Chesapeake Medical Billing Specialists in Baltimore: Outsourced Billing for Small and Mid-Size Practices
Chesapeake Medical Billing Specialists is an independent medical billing firm serving Baltimore-area physician practices, clinics, and outpatient surgery centers that lack in-house billing staff or want to reduce administrative overhead. The company handles claim submission, coding oversight, payment posting, and patient collections for providers across primary care, orthopedics, cardiology, and general surgery.
What Chesapeake Medical Billing Specialists Actually Does
Medical billing outsourcing works best for practices with 1 to 10 providers and limited back-office capacity. Chesapeake handles the full revenue cycle: reviewing charts for coding accuracy, submitting claims to major insurers (including Medicare, Medicaid, Blue Cross, and commercial plans), following up on denials, posting payments, managing accounts receivable, and generating aging reports. The firm does not provide coding audits, compliance consulting, or EHR implementation. It integrates with most major practice management systems, including athenahealth, NextGen, and Kareo, via secure data exchange.
Services and Pricing
Chesapeake offers two primary service models. The first is full-service billing, in which the firm manages the entire revenue cycle; pricing is typically 6 to 9 percent of collected revenue, depending on claim volume and mix. A smaller practice with 50 claims per week paying $15,000 monthly in collections would pay roughly $900 to $1,350 per month. The second model, denial management and follow-up, costs $500 to $1,500 per month and suits practices that already have billing in-house but struggle with aged denials and secondary insurance. Verify current rates directly; medical billing fees do shift when insurance regulations change or major payer networks adjust reimbursement schedules.

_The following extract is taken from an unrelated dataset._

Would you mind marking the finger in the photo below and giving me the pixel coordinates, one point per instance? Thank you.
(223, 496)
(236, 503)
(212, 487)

How It Compares to Other Baltimore-Area Billing Services
Chesapeake competes primarily with larger national firms and independent local providers. National platforms like Availity and Emdeon offer cloud-based claim submission and payment posting at lower per-claim rates (often $0.30 to $0.75 per claim) but require the practice to manage coding review, denial follow-up, and aging. They suit high-volume practices with existing coding staff. Smaller local practices often hire solo billing consultants charging $25 to $35 per hour for ad-hoc work; this is cheaper upfront but offers no accountability for claim accuracy or timeliness. Chesapeake's fixed percentage model aligns its revenue with practice success: if claims are delayed or denied, the firm's income drops, creating incentive to resolve issues quickly. Conversely, if your practice collects $50,000 monthly, a 9 percent fee ($4,500) can exceed the cost of hiring a part-time in-house biller in the long run; practices with higher monthly collections should model both approaches.
Who It Suits and Who It Does Not
Chesapeake is a good fit for single-provider practices, multi-specialty small groups, and urgent-care clinics without dedicated revenue-cycle staff. It works well for practices switching EHR systems or merging with another practice and needing temporary billing stability. Practices with unstable or highly variable monthly collections may find percentage-based pricing difficult to budget; those with consistent $20,000+ monthly revenue often save money with in-house staff or lower per-claim alternatives. Practices that require real-time claim tracking, detailed compliance reporting for audits, or weekly executive dashboards should confirm that Chesapeake's reporting tools meet those needs before signing.
What the First Visit Involves
Initial engagement begins with a kick-off call to review the practice's current billing process, claim volume, payer mix, and EHR system. Chesapeake will request access to your practice management system, sample claims, and recent insurance contracts to establish fee schedules and claim formatting. Transition typically takes two to four weeks, during which the firm learns your coding patterns and works with your staff to hand off active accounts receivable. Most practices sign a service agreement with a 60 to 90-day notice termination clause; ask whether early termination incurs a wind-down fee.
Hours, Location, and Logistics
Chesapeake operates Monday through Friday, 8 a.m. to 5 p.m., with on-call denial support available during business hours. The firm processes claims daily and posts payments within one to three business days of receipt. All data transfer occurs over HIPAA-compliant encrypted connections; verify that your EHR vendor has already integrated with Chesapeake's platform or that the firm can set up direct file transfer to avoid manual data entry. The firm is based in Baltimore County and does not require in-person visits; all work is conducted remotely via secure login.
For small practices that cannot justify hiring a dedicated biller but need more accountability than per-claim vendors offer, Chesapeake reduces administrative burden while keeping revenue cycle responsibility aligned with performance.